The words text and texture share a common latin root- TEXO- to weave; to braid together; to construct with elaborate care.
This surprising, yet intuitively clear bond of meaning serves as the central metaphor for this suite of photographs. Language and sensation- the textual and the textural- are processes of pattern perception. Meanings are woven from words just as lived experience is interlaced with bodily feeling.
To me, the hand-made, physical photographic image is the ideal way to express how concepts have a tactile presence because they are woven, because they are stitched together from what Barthes calls a tissue of signs.
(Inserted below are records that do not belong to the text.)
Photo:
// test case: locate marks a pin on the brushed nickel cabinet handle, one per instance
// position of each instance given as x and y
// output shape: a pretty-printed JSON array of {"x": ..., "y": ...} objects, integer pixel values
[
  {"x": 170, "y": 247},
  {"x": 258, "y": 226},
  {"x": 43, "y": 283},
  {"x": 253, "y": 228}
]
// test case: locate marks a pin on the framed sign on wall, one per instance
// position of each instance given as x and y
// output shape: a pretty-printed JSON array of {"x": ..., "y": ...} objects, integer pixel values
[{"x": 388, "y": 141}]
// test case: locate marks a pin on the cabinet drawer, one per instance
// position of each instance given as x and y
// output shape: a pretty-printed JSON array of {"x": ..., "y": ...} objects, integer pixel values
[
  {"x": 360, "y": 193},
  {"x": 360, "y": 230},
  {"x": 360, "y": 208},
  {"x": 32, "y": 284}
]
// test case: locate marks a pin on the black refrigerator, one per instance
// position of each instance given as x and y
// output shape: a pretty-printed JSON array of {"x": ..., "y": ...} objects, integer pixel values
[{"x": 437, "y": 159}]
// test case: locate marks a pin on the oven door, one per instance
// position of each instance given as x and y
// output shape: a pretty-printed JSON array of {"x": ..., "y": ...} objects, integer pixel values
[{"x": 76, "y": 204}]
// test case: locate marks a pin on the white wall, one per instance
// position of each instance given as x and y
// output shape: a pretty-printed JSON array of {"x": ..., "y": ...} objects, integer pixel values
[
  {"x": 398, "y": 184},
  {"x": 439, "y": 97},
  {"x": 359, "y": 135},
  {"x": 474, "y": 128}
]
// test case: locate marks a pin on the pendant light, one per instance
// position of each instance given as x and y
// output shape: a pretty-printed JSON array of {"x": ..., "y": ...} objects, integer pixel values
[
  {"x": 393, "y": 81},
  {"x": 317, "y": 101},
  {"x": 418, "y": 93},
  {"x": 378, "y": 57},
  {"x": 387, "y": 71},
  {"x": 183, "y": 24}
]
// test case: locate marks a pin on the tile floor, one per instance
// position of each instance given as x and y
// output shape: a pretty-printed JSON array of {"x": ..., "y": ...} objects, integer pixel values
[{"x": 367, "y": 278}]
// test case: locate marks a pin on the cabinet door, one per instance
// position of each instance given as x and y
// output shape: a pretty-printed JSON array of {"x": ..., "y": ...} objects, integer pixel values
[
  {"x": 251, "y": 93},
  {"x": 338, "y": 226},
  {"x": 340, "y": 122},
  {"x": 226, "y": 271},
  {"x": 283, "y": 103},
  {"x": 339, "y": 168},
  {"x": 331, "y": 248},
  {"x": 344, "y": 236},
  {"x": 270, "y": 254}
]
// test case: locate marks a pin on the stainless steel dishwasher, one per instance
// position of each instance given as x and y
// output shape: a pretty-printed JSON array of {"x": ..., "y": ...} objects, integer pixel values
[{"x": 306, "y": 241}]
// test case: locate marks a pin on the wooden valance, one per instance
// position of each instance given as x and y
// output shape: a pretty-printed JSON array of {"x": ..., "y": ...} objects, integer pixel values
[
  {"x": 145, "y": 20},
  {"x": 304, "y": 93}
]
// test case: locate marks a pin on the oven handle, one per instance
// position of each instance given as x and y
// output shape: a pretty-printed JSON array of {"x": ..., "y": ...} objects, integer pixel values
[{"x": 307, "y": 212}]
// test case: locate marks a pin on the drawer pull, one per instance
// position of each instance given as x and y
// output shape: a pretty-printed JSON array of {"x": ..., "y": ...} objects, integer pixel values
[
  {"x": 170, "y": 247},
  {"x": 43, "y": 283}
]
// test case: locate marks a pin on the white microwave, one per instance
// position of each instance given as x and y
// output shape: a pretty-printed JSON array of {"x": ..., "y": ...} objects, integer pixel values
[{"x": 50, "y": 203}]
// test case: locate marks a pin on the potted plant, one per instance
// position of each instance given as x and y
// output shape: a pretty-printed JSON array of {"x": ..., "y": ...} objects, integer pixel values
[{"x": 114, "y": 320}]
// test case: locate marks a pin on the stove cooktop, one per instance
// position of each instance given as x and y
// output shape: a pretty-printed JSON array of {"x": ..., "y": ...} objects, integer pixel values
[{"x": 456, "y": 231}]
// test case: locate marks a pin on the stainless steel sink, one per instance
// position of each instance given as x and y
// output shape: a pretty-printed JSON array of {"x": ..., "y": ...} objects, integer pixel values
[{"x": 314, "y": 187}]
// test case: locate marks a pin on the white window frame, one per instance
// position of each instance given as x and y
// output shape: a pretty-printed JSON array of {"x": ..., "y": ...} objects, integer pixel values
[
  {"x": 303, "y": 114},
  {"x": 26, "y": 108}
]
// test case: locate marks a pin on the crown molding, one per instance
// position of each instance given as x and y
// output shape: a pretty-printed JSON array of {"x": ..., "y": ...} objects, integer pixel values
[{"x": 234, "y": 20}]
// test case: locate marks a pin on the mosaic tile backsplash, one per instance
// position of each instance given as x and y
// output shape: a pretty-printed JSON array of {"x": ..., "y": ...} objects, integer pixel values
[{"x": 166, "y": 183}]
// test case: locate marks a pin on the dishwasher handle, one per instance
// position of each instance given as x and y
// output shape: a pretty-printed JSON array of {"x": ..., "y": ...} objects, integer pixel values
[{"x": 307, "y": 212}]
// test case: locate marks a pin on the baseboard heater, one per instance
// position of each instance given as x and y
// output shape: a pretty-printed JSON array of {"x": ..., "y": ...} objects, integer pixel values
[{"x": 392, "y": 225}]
The title of the work is taken from a 1st-century philosophical prose poem, De Rerum Natura, written by Lucretius. He writes an evocative explanation of the school of thought known as Atomism- a belief that the universe consists of tiny indivisible particles that float in a sea of void, that eternally combine, break apart, and recombine. This conclusion was reached purely through observation and clear reasoning, without benefit of the advanced technology that would prove it to be correct two thousand years later.
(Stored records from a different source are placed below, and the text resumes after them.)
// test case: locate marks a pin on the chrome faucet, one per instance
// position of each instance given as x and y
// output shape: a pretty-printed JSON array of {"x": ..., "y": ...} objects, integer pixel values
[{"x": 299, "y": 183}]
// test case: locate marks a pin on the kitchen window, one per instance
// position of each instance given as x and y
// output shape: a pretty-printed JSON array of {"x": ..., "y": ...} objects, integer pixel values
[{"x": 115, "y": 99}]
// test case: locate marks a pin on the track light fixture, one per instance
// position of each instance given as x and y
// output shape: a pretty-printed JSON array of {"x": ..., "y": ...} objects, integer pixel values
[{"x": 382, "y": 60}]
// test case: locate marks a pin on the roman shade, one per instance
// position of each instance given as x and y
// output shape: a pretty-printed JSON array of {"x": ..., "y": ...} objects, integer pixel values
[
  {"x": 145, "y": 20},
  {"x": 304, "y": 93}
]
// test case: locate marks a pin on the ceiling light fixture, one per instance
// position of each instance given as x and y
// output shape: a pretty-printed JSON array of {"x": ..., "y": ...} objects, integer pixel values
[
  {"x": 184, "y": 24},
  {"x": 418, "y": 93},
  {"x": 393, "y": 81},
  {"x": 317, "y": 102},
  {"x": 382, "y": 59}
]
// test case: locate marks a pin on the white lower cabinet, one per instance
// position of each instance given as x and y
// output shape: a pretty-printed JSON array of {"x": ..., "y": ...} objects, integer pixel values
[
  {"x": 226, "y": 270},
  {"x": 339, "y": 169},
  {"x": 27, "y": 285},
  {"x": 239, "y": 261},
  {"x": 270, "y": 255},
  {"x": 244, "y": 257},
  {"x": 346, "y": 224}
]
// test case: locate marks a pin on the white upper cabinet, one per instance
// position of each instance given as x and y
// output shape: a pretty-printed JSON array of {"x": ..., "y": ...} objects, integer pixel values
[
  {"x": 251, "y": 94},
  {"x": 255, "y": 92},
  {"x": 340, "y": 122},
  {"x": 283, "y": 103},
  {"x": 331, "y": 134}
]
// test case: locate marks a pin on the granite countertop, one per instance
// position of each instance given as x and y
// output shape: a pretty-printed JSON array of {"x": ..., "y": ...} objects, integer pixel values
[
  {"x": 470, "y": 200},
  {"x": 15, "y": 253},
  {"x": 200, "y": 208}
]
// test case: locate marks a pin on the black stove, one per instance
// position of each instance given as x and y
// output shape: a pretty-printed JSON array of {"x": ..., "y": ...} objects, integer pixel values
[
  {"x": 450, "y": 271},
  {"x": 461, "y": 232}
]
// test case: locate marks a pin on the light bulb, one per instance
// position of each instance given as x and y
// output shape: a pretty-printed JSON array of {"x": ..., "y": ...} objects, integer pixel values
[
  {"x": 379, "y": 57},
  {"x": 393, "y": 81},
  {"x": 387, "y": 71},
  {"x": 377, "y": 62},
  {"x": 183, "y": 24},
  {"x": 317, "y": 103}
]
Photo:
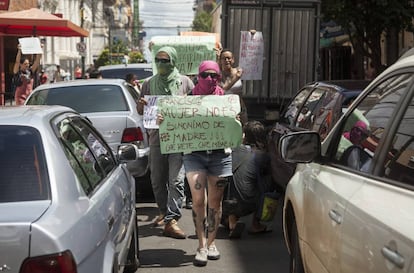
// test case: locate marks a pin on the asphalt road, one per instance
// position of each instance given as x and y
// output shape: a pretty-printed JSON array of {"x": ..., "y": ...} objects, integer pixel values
[{"x": 252, "y": 253}]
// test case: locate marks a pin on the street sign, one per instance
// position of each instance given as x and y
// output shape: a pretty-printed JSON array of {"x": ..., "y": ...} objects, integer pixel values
[{"x": 81, "y": 48}]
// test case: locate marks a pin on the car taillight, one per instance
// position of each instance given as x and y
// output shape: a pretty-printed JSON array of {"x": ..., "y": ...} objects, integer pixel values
[
  {"x": 56, "y": 263},
  {"x": 132, "y": 134}
]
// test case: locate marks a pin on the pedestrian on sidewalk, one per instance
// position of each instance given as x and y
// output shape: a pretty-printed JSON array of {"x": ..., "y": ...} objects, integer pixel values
[
  {"x": 167, "y": 170},
  {"x": 207, "y": 173},
  {"x": 24, "y": 76}
]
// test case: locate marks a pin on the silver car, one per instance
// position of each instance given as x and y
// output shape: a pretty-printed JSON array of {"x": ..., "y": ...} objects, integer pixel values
[
  {"x": 67, "y": 203},
  {"x": 110, "y": 104},
  {"x": 349, "y": 206}
]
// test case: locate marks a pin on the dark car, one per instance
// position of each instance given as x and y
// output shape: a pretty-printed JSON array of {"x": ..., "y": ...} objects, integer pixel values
[{"x": 316, "y": 107}]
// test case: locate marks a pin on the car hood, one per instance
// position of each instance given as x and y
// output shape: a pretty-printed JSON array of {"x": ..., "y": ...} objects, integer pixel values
[{"x": 15, "y": 227}]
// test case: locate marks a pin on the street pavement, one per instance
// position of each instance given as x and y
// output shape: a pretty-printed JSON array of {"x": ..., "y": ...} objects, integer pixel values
[{"x": 252, "y": 253}]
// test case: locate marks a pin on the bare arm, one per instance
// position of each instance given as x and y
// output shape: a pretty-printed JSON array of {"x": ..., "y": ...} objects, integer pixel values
[{"x": 228, "y": 84}]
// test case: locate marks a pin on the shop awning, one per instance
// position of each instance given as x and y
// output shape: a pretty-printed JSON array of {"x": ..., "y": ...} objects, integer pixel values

I work in an antiquated, hand-made photographic process called Wet Plate Collodion, because I think it is uniquely suited to expressing these ideas. Every image made with this process is a balance of the orderly organization of information through the glass lens of the camera, with the unpredictable and unavoidable chemical and physical randomness in the plate that records the image. My goal is to make images that speak of the deep connection between ideas and their physical manifestation.